2010-2011 Season

This season included productions of FABRIC, FLAMES, AND FERVOR: GIRLS OF THE TRIANGLE, HUNTING THE BASILISK, and FAILURE IS IMPOSSIBLE. In addition, our community and educational outreach programs continued to expand, including a new middle school version of our touring show CHOICES: AN INTERACTIVE PLAY ON CYBERBULLYING AND SUICIDE. We were also honored to host FAITH STORIES PROJECT participant Juana Herlinda Yak, when she visited this country as a guest of the Presbyterian Church.

Starting that Fall, we collaborated with students from Fern Creek High School on revising our CHOICES script to be more appropriate for younger students. The resulting new middle school version of CHOICES was then toured with those same students as actors in the performances.

March of 2011 saw our return to NYC to participate in the Centennial Remembrances of the Triangle Shirtwaist Factory Fire. As part of these remembrances, we performed FABRIC, FLAMES, AND FERVOR: GIRLS OF THE TRIANGLE at Manhattan Theatre Source (where we had premiered our 2nd play back in 2003), just three blocks from the original factory. n preparation, LFL performed the show at Shelby County Community Theatre in Kentucky.
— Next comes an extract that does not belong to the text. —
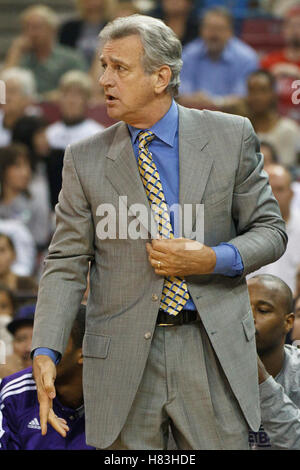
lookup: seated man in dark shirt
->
[0,305,93,450]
When performing in Manhattan, it was especially poignant and heartbreaking when we found ourselves performing the scenes of the tragic fire itself for the matinee performance - knowing that as we enacted jumping out the windows of the upper floors of the factory, that the real women, men and girls that jumped to their deaths in the actual fire had been doing so exactly 100 years ago, from the windows of a building just steps away, across Washington Square Park from where we were performing.

Early that summer, we again produced an already-scripted show, J. Shafer’s HUNTING THE BASILISK, which explores themes of truth, history, and the often-overlooked narratives of women. This new play, reminiscent of Beckett's Endgame, brings together four women from different time periods (from the French renaissance to the Civil War to the early 2000s), who find themselves trapped in a limbo-esque house together, with the basilisk outside. Trying to avoid this danger, the women stumble upon locked books containing their life stories, which they must explore together.

Late that summer, we were invited to Fort Knox to perform the suffragist-themed short play, FAILURE IS IMPOSSIBLE by Rosemary H. Knower in honor of Women's Equality Day on August 26th. This play brought together texts from many of the most important activists fighting for women's suffrage over the decades leading up to the passing of women's voting rights in the USA through the 19th Amendment in 1920. This constitutional Amendment, ratified on August 18, 1920, and certified on August 26, 1920, prohibits the U.S. federal and state governments from denying citizens the right to vote on the basis of sex.